The quiet winner: India's own offices

There's an irony buried in all this. As the American door gets heavier to push, a lot of the work is simply staying in India.

Global tech giants have been expanding their India-based engineering and global capability centres, and analysts expect that build-out to accelerate precisely because moving people to the US has become so costly and slow. If a company can't easily fly an engineer to Texas, it can hire that engineer in Bengaluru or Hyderabad and keep the project running. The talent doesn't vanish. It relocates to where the friction is lowest.

That's cold comfort for the individual who dreamed of a Silicon Valley salary and a path to a green card. But at the macro level, India's domestic tech employment may benefit from exactly the squeeze that frustrates aspiring migrants. The H-1B was always a two-way pipe, and Washington is busy narrowing the American end of it.

What to watch next

For anyone tracking this, a few things will decide where it actually lands. The appeals courts will have to resolve the contradiction between the rulings that killed the fee and the one that upheld it. The Supreme Court may eventually be asked to settle whether a president can attach a charge like this without Congress. And the fee, even if it survives appeal, was set to expire in September anyway, which means the legislative fight over the programme's long-term shape matters far more than this single proclamation.

Then there's the Mike Lee question, the one money can't answer. The fee dispute is about how expensive H-1B should be. Lee and his allies are asking whether it should exist in its current form at all. That debate won't be resolved in a Boston courtroom. It will be fought in Congress, in the next election cycle and in the politics of American jobs.

For the Indian engineer refreshing a consulate booking page with no slots until 2027, the takeaway is sober. A judge struck down the most punishing fee, and that's a real reprieve. But the ground under the H-1B is still shifting, and the loudest voices in Washington aren't arguing about the price of the visa. They're arguing about whether to keep it open.

Frequently Asked Questions

Is the $100,000 H-1B fee cancelled now?

A federal judge in Boston struck it down on June 8, 2026, but a separate court earlier upheld it, and the Trump administration is appealing. The legal status is contested, so applicants should confirm current rules before paying anything.

Does the court ruling mean H-1B visas are easy to get again?

No. Even without the fee, approvals have tightened, rejections have risen, and visa-stamping appointments in India remain badly backlogged into 2027.

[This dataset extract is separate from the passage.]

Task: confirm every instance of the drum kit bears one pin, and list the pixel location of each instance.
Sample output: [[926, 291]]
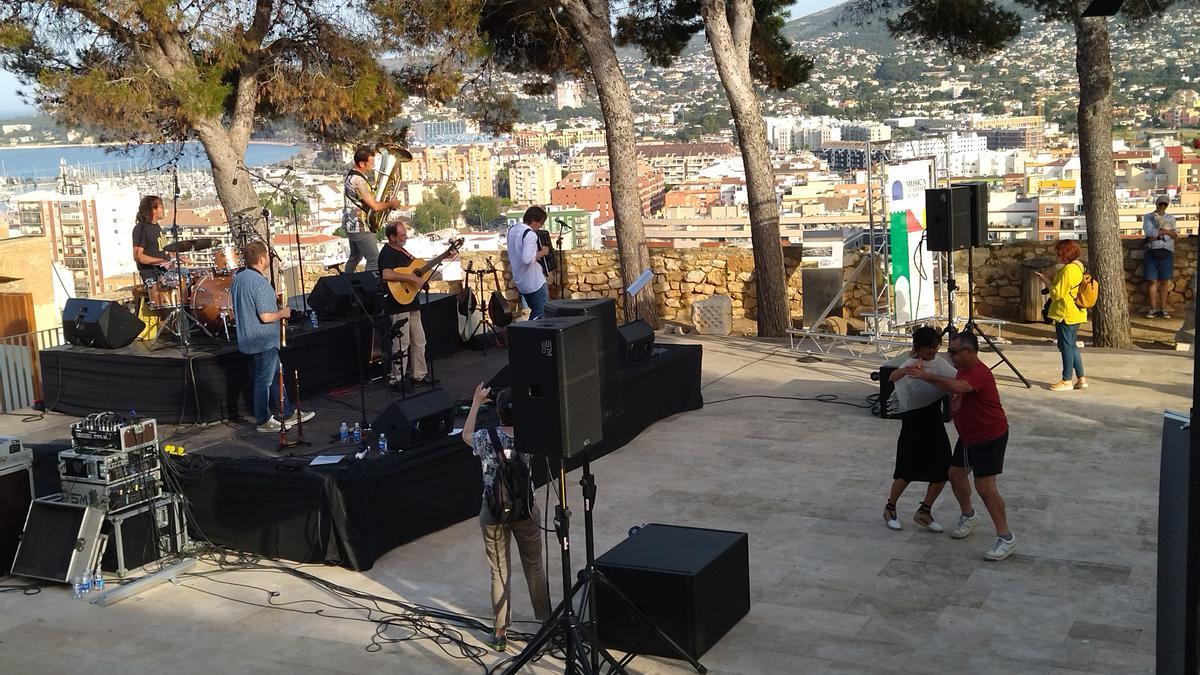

What is Mike Lee actually demanding?

Senator Mike Lee wants the entire H-1B programme paused, arguing it displaces American graduates. That goes much further than the fee fight and would need political, not just judicial, action.

How does this affect Indian workers most?

Indians account for roughly 71% of H-1B recipients, so any pause, fee or slowdown hits Indian engineers and the IT services industry harder than any other group.